Forget Spiderman or GI Joe or any other superhero you can name. Markus Frind should be your hero. He's a web entrepreneur from Canada who's managed to get a website up and going --online dating site Plenty of Fish -- that more or less operates itself. He says that on average he works ten hours a week. The pay's good, though; around ten million dollars a year.
No one heads to Plenty of Fish for the customer service, which is all but nonexistent. The company does not need a support structure to handle members’ subscription and billing issues because the service is entirely advertising-based. Its tagline is: “100 percent free. Put away your credit card.” For hand-holding, users must rely on fellow members, whose advice is found in online forums. The Dating & Love Advice category lists more than 320,000 posts, making up in sheer quantity what it lacks in a soothing live presence available by phone.
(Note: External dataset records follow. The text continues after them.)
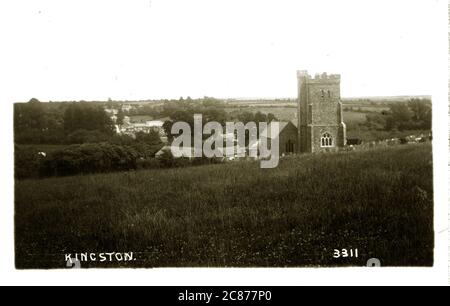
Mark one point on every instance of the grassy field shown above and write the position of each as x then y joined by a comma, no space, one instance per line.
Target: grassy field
379,201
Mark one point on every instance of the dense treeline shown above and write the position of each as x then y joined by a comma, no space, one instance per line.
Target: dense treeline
60,123
415,114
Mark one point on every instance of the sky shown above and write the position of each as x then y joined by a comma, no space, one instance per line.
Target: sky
152,49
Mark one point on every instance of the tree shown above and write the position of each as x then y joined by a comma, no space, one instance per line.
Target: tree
82,116
120,117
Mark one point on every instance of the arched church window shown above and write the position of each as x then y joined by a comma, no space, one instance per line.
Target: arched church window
326,140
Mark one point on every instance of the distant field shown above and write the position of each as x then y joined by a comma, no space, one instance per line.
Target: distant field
379,201
140,119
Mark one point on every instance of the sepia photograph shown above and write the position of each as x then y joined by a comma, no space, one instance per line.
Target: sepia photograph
225,134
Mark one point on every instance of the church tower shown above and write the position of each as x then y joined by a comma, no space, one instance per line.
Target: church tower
320,121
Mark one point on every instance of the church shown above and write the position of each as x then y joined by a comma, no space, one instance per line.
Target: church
320,125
The principal customer service that Plenty of Fish provides is responses to complaints about possibly fraudulent identities and to subpoenas and search-warrant requests. Last year, Mr. Frind hired his first, and still only, employee to handle these requests, freeing him to attend to adding new servers when required and tweaking code. “Most of the time, I don’t need to do anything,” he said.
Started in 2003 as an exercise to teach himself the ASP.NET programming language, Frind's site has grown to 1.4 million unique visitors from the United States alone, just in the month of November of 2007. He estimated that the site had 1.2 billion page views in December. As the Beatles once said: Ah, Look at All the Lonely People. It was a simple idea to make a fortune from them. That, and ten hours a week. He should sell the site, and try to get some rest.